The Supreme Court today issued rulings on a handful of cases. One was about two companies nobody’s ever really heard of, arguing over patents for software to manage banking transactions. The details of the patents themselves, and the transactions they deal with, are kind of complicated and insidery — but they’re also not necessarily that important. The broader implications of the ruling, and the legal precedent the Court set with it, though, will have an impact for years to come.
What was the actual case before the Court?

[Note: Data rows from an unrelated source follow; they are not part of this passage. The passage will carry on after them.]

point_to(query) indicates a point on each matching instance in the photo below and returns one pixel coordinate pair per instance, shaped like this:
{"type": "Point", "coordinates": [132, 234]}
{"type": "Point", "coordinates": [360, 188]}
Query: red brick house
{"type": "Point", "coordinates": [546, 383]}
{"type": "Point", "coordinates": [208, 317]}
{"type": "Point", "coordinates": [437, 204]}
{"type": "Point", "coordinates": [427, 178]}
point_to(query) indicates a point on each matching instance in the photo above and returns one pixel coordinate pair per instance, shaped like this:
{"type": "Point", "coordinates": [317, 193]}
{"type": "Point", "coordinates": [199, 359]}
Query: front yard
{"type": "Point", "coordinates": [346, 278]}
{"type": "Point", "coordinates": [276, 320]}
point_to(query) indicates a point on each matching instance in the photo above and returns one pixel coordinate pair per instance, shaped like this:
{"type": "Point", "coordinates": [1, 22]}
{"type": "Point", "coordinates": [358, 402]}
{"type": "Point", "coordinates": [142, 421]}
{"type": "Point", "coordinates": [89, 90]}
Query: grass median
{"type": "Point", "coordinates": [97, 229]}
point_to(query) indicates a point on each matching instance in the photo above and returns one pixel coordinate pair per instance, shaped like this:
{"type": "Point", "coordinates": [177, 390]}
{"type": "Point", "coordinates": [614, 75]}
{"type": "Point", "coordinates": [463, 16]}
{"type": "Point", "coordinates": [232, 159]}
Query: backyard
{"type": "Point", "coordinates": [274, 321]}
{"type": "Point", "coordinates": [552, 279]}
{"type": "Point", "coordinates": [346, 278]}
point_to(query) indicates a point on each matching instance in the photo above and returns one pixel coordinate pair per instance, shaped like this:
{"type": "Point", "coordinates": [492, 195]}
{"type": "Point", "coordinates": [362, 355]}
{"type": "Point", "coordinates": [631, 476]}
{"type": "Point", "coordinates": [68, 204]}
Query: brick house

The case is Alice Corp. v. CLS Bank International. It all started over ten years ago: Alice owned patents on certain computer programs for managing risk in financial trades. CLS started to use a similar technology to solve the same risk problem. Alice said: you can’t do that, we have a patent and we will sue your pants off. CLS said: you can’t patent an idea, we’ll sue you. Lower courts sided with CLS about the validity of Alice’s patents. After many years of suits and appeals, the case came to the Supreme Court and they heard arguments on it in March.
Specifically, the legal question the Court was looking at was “[w]hether claims to computer-implemented inventions—including claims to systems and machines, processes, and items of manufacture—are directed to patent-eligible subject matter within the meaning of 35 U.S.C. § 101.”
Back in English, that question more or less is: can software and computer processes be patented under this section of patent law as currently written and understood?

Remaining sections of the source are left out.